O SC Braga defronta, esta segunda-feira, o FC Arouca, em jogo a contar para a 12ª jornada da Liga Portugal. Na antevisão ao encontro, Carlos Vicens, treinador dos Gverreiros, falou sobre o desenvolvimento de Gabri Martinez e em que situações a equipa ainda pode evoluir.
Preparação: “Preparámos a equipa sobretudo procurando, antes de mais, recuperar do esforço de Glasgow e, depois, focar-nos em fazer um bom jogo amanhã. Precisamos que a equipa entre novamente ligada, ambiciosa, competitiva, que assuma o jogo desde o primeiro minuto. É nisso que temos concentrado a nossa energia nestes poucos dias entre partidas. Hoje treinaremos à tarde com a mesma mensagem, a mesma ambição e a mesma ideia, antes de seguirmos de autocarro para Arouca. Preparar o jogo com esse espírito”.
Adversário: “É verdade que não atravessam o melhor momento, mas é uma equipa com ideias muito claras.

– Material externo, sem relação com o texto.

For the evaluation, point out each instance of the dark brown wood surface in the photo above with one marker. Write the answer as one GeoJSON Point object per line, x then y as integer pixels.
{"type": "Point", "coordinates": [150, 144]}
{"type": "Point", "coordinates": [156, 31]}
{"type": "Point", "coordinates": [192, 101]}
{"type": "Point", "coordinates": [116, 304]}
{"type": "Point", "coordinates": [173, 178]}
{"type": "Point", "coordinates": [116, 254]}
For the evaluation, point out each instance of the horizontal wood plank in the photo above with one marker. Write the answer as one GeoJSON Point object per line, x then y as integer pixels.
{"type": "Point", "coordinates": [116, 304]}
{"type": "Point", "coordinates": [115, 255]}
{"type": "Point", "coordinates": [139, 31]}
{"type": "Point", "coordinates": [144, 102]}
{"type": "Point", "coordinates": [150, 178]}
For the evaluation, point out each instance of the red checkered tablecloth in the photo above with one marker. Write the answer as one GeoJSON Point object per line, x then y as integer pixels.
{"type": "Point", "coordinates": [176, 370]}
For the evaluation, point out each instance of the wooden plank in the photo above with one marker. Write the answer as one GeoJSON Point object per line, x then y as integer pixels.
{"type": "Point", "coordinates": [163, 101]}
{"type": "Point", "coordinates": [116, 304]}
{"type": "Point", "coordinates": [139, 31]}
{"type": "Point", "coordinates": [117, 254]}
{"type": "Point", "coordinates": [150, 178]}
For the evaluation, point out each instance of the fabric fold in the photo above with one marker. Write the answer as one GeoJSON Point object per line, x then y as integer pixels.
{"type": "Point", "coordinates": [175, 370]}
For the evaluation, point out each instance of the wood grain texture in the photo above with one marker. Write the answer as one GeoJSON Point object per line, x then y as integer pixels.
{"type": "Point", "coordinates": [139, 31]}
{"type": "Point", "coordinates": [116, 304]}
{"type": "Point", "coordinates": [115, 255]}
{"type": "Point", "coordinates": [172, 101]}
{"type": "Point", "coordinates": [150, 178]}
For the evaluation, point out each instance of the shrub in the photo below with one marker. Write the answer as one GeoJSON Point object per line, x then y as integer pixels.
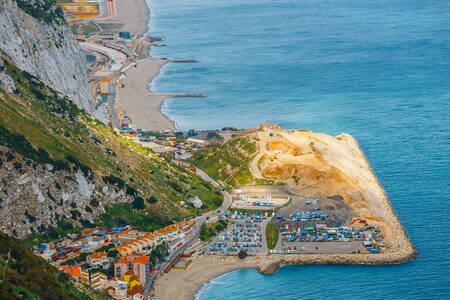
{"type": "Point", "coordinates": [138, 203]}
{"type": "Point", "coordinates": [152, 199]}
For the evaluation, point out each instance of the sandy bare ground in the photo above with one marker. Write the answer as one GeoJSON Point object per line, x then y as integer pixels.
{"type": "Point", "coordinates": [133, 15]}
{"type": "Point", "coordinates": [138, 103]}
{"type": "Point", "coordinates": [184, 284]}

Têm uma identidade fortíssima: sabem ao que jogam, sabem como querem fazer as coisas e como querem competir. E isso deve ser reconhecido. Mesmo passando por fases difíceis, mesmo quando os resultados não surgem, o Arouca sabe como quer atacar, como quer defender, e isso tem valor. O futebol de alto nível é isto: todas as equipas passam por momentos duros e, no campeonato , cada jogo é complicado”.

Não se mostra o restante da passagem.